X: There is a crack.

[Heat-resistant]
After placing the lunchbox lid obtained under the above molding conditions in a hot air dryer set at 110 ° C. for 60 minutes, deformation of the container was visually observed.
:: no deformation △: slight deformation, less than 5% change in outer size x: large deformation, 5% or more change in outer size

[Formability]
A lunch box lid (dimension length 241 × width 193 × height) formed from a biaxially oriented sheet under the conditions of a heat plate temperature of 135 ° C and a heating time of 2.0 seconds with a heat plate molding machine HPT-400A (manufactured by Wakisaka Engineering) 28 mm) was evaluated.
:: good △: slight whitening due to surface roughening, raindrop, poor shape ×: significant whitening due to surface roughening, raindrop, poor shape (cannot be commercialized)
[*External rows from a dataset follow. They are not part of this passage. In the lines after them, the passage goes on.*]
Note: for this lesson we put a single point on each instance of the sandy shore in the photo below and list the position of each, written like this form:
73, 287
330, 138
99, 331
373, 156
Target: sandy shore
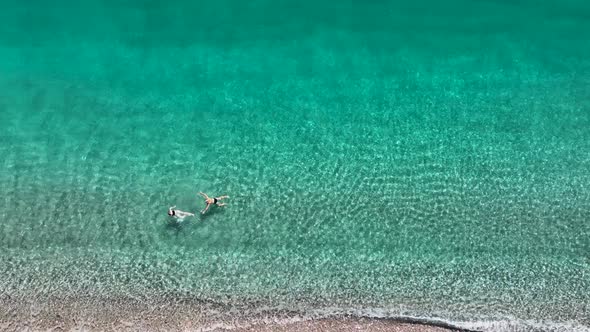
128, 315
[Staining (Staining on hot plate during molding)]
The biaxially oriented sheet was continuously molded using a vacuum pressure air molding machine PK400 manufactured by Kansai Automatic Molding Machine Co., Ltd. Before the molding, the heat plate was previously cleaned with a rag to remove the dirt on the heat plate. A lid container (200 mm long × 120 mm wide × 50 mm high) having a flat top surface at a molding temperature of 135 ° C. as continuous molding conditions was continuously molded for 500 shots. After molding, the heat plate was cleaned with a rag and the degree of contamination was visually evaluated.
○: The waste is hardly soiled.
Fair: More than 20% of the waste was dirty.
X: Almost the entire surface of the waste was dirty.

Claims (8)

A biaxially stretched resin layer obtained by biaxially stretching a resin composition containing acrylonitrile and styrene as monomer units, and the acrylonitrile / the styrene mass ratio being 16/84 to 32/68,
A coating layer for covering at least one surface of the biaxially oriented resin layer, wherein (A) sucrose fatty acid ester, and (B) saponification degree is 85 to 95 mol%, polymerization degree is 300 to 2000 A coating layer containing polyvinyl alcohol, wherein a mass ratio of the (A) sucrose fatty acid ester to the (B) polyvinyl alcohol is 80/20 to 50/50;
A biaxially oriented sheet comprising: The biaxially stretched sheet according to claim 1, wherein a mass per unit area of the covering layer is 20 to 100 mg / m ² .   The biaxially stretched sheet according to claim 1 or 2, wherein the fatty acid constituting the (A) sucrose fatty acid ester is at least one selected from the group consisting of lauric acid, myristic acid, palmitic acid, and stearic acid. .   The biaxially stretched sheet according to any one of claims 1 to 3, wherein a total of residual amounts of methanol and methyl acetate in the (B) polyvinyl alcohol is 4% by mass or less.   The molded article which shape | molded the biaxially stretched sheet as described in any one of Claims 1-4.   The molded article according to claim 5, which is a food packaging container or a lid of a food packaging container.   The molded article according to claim 5 or 6, which is a food packaging container for microwave heating or a lid of a food packaging container. The molded article according to any one of claims 5 to 7, which is a food packaging container for refrigeration or a lid of a food packaging container.